As Freeman tried using his satellite phone, to no avail — the atmospherics still dominated by the frying-fish sound of interference in the ionosphere — he caught sight of Aussie Lewis’s flippers. Aussie had momentarily surfaced to get his bearings before making a deep tumble dive to get well below the underwater turbulence of the falls before swimming the hundred feet or so to the sub. The fact that the general, Choir, and Sal all agreed it was Aussie, although his gear was exactly the same as Dixon’s, bore testimony to how closely they had worked over the years. They were like friends distinguishing each other from a crowd not by physical features, but merely by the way they moved, reading one another’s body language with an unconscious certainty that amazed Dixon, the newcomer.
The Coast Guard diver, having more experience in the strait than Aussie Lewis, had not felt the need to surface to make sure of his bearings. Now, he was waiting on the other, landward, side of the falls, in the darker water that served as a moat between the falls’ deafening torrent and the sub — whose type, other than it being a midget, was still a matter of speculation. Not even the identity of the balaclava-masked terrorist he and Aussie had spotted earlier was known, though Dixon was confident that he and the rest of the SpecFor team would soon find out. It was three minutes since he and Aussie had left the islet. Another two minutes and Freeman, Choir, and Sal should come through the falls like gangbusters, and then the five of them would open up.

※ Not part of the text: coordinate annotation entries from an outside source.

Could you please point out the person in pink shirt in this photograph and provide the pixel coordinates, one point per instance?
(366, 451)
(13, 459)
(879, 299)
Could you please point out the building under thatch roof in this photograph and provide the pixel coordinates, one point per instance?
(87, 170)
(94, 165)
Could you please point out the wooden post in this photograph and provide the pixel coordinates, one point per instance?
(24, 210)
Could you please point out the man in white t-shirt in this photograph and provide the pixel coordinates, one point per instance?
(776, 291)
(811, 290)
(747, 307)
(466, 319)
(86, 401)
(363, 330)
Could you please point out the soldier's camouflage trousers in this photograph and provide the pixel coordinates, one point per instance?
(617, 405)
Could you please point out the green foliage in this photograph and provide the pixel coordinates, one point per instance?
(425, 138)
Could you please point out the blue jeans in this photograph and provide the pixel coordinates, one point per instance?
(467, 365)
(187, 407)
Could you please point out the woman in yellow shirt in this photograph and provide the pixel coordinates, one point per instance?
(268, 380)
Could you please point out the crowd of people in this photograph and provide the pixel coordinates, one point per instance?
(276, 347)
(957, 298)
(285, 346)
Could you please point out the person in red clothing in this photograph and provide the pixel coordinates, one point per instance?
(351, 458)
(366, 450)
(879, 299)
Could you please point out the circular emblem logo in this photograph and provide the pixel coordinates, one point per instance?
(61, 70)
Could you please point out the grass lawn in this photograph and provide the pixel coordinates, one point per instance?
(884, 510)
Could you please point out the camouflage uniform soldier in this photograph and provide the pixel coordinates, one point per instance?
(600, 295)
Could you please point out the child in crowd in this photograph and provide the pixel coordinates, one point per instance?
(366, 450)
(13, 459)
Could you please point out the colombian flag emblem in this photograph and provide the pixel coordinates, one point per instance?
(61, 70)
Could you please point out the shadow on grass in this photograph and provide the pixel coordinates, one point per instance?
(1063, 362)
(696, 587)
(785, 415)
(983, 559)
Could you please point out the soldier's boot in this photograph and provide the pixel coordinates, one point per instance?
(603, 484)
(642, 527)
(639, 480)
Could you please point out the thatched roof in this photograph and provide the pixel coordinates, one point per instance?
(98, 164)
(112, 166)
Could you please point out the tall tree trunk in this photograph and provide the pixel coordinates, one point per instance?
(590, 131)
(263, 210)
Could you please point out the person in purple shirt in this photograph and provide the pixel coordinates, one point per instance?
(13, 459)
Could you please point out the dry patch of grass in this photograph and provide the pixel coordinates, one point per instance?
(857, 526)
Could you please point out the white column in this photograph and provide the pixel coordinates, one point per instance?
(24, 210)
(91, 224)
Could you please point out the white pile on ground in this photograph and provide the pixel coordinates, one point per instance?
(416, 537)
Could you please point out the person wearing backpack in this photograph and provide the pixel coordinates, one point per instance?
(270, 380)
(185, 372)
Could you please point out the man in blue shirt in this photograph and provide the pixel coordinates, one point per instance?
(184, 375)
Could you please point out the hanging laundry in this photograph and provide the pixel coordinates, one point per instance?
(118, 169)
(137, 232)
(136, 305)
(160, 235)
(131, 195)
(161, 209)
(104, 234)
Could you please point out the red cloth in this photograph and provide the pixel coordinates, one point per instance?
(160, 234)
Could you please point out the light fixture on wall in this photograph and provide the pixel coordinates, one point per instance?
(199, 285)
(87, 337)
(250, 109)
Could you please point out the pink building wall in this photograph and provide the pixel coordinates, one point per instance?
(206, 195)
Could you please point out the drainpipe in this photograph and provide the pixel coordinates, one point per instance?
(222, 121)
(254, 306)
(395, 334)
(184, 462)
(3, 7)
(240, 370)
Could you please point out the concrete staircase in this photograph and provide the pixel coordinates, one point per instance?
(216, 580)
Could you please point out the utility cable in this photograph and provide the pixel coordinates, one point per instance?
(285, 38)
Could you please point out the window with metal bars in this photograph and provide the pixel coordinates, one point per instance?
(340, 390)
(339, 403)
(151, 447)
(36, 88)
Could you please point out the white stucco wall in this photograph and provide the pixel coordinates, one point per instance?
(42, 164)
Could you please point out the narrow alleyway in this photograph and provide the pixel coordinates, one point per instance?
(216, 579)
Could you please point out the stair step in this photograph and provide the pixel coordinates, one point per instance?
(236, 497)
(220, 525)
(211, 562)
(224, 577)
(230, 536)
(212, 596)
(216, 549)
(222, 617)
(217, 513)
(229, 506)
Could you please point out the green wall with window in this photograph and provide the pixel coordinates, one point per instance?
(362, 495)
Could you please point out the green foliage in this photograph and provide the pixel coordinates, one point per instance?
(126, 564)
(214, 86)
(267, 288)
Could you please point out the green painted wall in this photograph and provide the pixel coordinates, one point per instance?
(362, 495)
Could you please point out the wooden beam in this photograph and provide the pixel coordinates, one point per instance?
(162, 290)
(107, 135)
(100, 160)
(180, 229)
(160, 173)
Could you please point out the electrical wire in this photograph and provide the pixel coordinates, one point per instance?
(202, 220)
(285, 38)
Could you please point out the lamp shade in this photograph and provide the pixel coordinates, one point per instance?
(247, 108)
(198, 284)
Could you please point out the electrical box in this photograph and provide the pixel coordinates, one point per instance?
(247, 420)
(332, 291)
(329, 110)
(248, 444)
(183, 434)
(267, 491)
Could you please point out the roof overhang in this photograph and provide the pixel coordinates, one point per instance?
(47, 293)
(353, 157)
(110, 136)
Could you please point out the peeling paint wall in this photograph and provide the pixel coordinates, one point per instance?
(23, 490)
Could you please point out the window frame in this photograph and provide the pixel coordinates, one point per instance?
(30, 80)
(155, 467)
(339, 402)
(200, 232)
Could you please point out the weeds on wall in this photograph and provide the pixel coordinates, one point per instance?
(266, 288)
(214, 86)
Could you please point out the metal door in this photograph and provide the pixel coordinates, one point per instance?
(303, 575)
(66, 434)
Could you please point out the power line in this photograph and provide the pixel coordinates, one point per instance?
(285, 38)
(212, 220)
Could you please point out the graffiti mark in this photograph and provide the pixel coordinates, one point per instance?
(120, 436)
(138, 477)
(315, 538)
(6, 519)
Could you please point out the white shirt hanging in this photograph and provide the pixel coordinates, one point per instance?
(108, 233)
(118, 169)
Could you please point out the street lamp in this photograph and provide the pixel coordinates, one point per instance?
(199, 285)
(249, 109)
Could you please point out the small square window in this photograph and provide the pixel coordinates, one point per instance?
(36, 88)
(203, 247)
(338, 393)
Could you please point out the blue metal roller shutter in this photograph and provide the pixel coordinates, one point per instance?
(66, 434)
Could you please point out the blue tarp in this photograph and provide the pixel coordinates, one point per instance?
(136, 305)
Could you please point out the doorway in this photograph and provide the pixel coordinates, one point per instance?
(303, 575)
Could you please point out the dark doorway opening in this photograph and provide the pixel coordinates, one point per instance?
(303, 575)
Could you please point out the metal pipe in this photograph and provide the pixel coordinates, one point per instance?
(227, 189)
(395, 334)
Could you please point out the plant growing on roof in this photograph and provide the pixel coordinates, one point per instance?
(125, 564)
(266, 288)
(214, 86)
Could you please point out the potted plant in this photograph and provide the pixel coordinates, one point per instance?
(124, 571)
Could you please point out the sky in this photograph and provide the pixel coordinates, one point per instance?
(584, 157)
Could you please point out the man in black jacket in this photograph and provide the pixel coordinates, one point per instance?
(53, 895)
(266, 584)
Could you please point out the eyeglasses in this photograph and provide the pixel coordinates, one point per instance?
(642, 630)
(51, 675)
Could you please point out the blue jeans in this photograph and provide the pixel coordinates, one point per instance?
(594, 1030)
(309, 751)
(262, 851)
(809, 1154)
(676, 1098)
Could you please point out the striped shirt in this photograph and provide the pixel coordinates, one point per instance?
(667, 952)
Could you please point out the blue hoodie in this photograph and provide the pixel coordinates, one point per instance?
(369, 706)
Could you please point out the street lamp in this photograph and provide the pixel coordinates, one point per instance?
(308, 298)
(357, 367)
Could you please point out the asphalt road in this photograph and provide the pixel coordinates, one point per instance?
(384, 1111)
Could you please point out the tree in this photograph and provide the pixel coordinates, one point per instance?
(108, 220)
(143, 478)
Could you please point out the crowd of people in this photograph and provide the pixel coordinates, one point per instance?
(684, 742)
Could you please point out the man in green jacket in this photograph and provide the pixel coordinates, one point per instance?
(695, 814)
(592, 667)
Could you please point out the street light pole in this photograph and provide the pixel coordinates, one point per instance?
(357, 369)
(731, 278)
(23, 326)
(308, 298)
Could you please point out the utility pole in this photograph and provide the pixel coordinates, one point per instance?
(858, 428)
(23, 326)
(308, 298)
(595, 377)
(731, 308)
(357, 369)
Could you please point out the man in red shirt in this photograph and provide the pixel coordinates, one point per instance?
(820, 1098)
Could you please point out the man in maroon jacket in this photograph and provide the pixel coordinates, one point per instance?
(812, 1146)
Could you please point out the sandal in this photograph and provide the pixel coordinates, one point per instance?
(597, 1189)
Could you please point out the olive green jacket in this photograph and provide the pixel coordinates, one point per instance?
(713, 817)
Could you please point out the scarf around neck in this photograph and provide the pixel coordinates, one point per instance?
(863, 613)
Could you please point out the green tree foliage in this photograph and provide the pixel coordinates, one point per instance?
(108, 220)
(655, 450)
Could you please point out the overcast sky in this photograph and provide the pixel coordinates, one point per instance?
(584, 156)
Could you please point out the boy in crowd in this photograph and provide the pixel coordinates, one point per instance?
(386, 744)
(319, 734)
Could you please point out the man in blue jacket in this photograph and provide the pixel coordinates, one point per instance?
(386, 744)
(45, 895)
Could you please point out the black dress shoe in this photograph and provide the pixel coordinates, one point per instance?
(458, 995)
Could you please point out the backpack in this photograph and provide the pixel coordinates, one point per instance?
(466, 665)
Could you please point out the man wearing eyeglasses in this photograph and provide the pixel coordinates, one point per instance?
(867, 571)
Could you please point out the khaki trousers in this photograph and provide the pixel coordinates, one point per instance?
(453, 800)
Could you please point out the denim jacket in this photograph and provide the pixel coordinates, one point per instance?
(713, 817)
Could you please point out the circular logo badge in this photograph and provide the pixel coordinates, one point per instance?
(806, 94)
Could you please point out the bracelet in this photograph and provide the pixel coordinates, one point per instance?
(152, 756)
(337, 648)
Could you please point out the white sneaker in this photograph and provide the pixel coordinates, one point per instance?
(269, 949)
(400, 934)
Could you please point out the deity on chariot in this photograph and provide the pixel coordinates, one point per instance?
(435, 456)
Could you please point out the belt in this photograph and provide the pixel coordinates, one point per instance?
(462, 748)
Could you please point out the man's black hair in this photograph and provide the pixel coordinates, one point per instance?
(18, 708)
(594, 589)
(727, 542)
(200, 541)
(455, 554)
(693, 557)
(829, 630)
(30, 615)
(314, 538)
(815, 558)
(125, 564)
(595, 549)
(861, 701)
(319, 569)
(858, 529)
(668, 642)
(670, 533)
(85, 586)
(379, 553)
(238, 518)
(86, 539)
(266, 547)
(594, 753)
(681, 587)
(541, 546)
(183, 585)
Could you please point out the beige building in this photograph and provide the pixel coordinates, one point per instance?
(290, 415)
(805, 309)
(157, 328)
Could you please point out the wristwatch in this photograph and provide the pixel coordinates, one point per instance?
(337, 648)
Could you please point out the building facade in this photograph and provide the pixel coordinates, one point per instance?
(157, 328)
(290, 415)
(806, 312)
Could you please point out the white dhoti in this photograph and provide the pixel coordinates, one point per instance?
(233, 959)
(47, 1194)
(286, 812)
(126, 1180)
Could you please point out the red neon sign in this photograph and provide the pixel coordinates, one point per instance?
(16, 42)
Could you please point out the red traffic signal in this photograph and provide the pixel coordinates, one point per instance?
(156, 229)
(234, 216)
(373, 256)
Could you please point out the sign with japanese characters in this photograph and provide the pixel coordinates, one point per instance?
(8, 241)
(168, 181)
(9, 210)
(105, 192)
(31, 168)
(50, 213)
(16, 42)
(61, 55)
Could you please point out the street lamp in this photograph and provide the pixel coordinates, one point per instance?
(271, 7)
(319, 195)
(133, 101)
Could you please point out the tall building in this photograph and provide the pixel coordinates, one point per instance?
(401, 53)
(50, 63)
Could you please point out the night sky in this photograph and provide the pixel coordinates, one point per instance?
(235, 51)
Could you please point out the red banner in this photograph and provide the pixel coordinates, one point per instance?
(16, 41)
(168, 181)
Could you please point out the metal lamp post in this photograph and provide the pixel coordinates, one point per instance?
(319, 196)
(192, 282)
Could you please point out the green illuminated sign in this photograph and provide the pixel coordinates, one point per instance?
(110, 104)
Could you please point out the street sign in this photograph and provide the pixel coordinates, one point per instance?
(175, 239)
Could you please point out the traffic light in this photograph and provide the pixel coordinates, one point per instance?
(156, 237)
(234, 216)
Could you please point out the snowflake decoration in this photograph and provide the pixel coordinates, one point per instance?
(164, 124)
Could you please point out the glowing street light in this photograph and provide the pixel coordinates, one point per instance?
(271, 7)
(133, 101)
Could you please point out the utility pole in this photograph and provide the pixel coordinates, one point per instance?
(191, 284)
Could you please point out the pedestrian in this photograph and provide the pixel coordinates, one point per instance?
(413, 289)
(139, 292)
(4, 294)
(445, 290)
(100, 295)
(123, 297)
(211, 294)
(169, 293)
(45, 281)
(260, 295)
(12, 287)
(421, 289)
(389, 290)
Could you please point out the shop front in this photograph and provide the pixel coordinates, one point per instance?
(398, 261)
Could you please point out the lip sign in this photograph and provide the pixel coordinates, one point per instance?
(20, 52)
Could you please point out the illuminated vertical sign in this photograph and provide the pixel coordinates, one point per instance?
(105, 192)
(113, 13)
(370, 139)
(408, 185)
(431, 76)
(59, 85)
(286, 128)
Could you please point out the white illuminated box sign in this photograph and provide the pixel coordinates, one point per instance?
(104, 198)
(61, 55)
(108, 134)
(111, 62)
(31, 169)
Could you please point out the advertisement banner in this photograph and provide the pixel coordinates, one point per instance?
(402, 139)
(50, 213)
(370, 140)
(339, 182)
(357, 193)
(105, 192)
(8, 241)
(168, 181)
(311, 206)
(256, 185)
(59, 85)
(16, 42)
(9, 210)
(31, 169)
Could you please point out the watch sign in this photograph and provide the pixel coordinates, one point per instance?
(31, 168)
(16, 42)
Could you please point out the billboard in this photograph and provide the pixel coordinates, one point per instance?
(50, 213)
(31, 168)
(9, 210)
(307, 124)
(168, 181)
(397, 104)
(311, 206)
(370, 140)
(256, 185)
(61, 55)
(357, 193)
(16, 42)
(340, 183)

Aussie, for his part, estimated that Freeman, Sal, and Choir should reach the sub in short order. A couple of HE grenades down the hatch from either Sal or the general would do nicely, he thought, certainly enough to delay the bastards until either the NR-1B or a Coast Guard gunboat could arrive for the coup de grace. Relying on the waterfall’s turbulence, now a mere fifty feet behind them, neither Aussie nor Dixon anticipated any problem surfacing.